Stubbs coughed unhappily into the echoing silence of the pool. ‘We’re getting the witness into the station on Monday to try and put together a poster.’
‘How many pictures of heads with caps on have they got?’
Stubbs’s face creased in what might have been anger. ‘Look. I’ve been honest…’
Dryden made eye-contact.
‘… as I can be… We now think our man is local. He may well be working with others – also local. If they read in the paper that the police are confident they can put out a photofit of the killer then they may panic.’
Dryden always looked at people’s hands when they said the word panic. Stubbs were dry and still.
‘They may do a runner. Break cover. Try to build an alibi. We – I – would like you to run the story in The Express on Tuesday. It’ll get picked up everywhere else and we’ll arrange for a separate briefing for the Standard in London – just in case our boys are outsiders. You can write what you like…’
‘But you’d like me to refrain from the truth – that the photofit, if it was ever published, would simply remind half the male population of East Anglia under fifty of the other half…’
‘Indeed. In fact we’d be happy if the article gave the impression that we were confident the photofit – which we will say we pl
an to publish on Wednesday – will bear an uncanny resemblance to the man we are seeking urgently in connection with the Lark murder.’
Dryden could guess the rest. When the photofit did not appear the police would simply announce that they were close to an arrest and did not want to alert the killer by revealing his identity. He crushed his plastic coffee cup and attempted to lob it into a bin – it caught the edge and bounced back into the antiseptic pool. They watched it bob on the miniature waves.
But that, thought Dryden, was only half the plot. ‘And your disciplinary tribunal is when?’

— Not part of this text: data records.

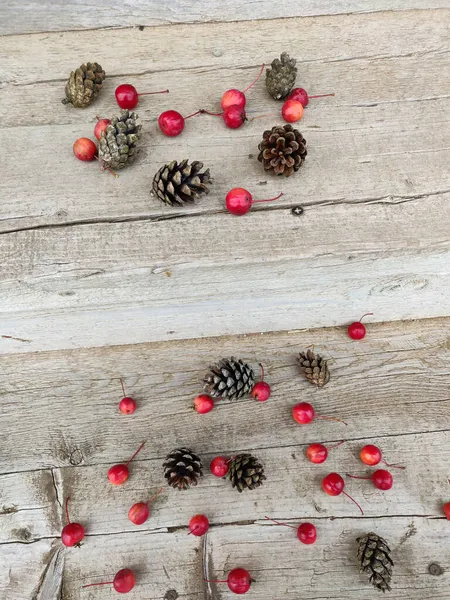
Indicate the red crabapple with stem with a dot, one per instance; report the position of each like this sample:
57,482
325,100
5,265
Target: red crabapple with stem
357,330
118,474
261,390
127,405
304,413
123,582
302,96
220,465
239,201
239,581
371,455
72,533
306,532
318,453
140,511
198,525
234,97
127,95
333,485
381,479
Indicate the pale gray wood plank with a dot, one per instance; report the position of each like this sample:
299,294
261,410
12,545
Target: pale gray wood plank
56,15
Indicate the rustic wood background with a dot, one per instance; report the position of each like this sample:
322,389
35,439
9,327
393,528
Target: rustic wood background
87,260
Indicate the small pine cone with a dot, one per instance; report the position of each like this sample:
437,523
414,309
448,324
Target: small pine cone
177,183
84,85
246,472
117,146
374,558
182,468
282,150
230,378
280,79
314,368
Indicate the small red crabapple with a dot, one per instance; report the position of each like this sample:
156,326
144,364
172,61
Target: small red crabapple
261,390
198,525
123,582
203,404
220,466
84,149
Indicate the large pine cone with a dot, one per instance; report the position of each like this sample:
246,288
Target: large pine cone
177,183
84,85
230,378
117,146
314,368
246,472
280,79
282,150
374,558
182,468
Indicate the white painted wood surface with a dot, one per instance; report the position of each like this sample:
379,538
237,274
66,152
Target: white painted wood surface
81,250
392,389
18,16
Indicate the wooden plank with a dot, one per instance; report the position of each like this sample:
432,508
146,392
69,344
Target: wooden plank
35,16
375,187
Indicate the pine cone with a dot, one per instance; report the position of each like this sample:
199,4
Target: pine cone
117,146
280,78
84,85
314,368
182,468
282,150
246,472
374,557
230,378
177,183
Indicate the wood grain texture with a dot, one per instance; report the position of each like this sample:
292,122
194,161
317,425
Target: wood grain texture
57,15
81,249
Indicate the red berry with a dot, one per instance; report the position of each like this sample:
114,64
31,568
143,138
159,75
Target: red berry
199,525
239,201
357,330
123,582
292,111
84,149
333,485
118,474
171,123
239,581
317,453
261,390
203,404
72,533
447,510
220,466
370,455
307,533
100,127
303,413
234,117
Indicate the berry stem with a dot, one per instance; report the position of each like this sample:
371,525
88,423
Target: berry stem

Stubbs blushed, the blood breaking through the barrier of talc. He looked suddenly younger and uncertain. For the first time Dryden considered the possibility that they were the same age.
‘Tuesday.’
‘Bit desperate, isn’t it?’ Dryden could see them now. Stubbs waiting nervously outside while they read the front page of The Express and its promise of a breakthrough in the hunt for the Lark killer.
Stubbs watched the cup bob in the pool.
‘What are their options?’ Dryden was beginning to enjoy himself. He fished in his jacket pocket and retrieved a half-eaten sausage roll.
Stubbs’s complexion reflected the watery green of the pool. ‘Demotion. Slapped wrist. Who knows?’
‘But if they spend Tuesday reading how the Lark murder inquiry – under the inspired leadership of Detective Sergeant Andy Stubbs – has got one up on those flash bastards from the Regional Crime Squad they might be more inclined to put the Pocket Park incident down to inexperience?’
They smiled together. Dryden’s normally immobile features were lit by a rare flash of real excitement. Stubbs made several small movements designed to signal that the meeting was over. Dryden contrived to miss them all.
‘And all this would amount to a favour?’
Stubbs looked wary. ‘Of sorts. Clearly you’d be ahead on the story.’
‘Although the story would be hogwash of course, even if it was exclusive hogwash.’
Dryden looked at the detective sergeant’s hands. He was nervously tracing the crease on his trousers. He decided to let Stubbs sweat a bit before offering a straight swap – the story in the paper for the file on Laura’s crash.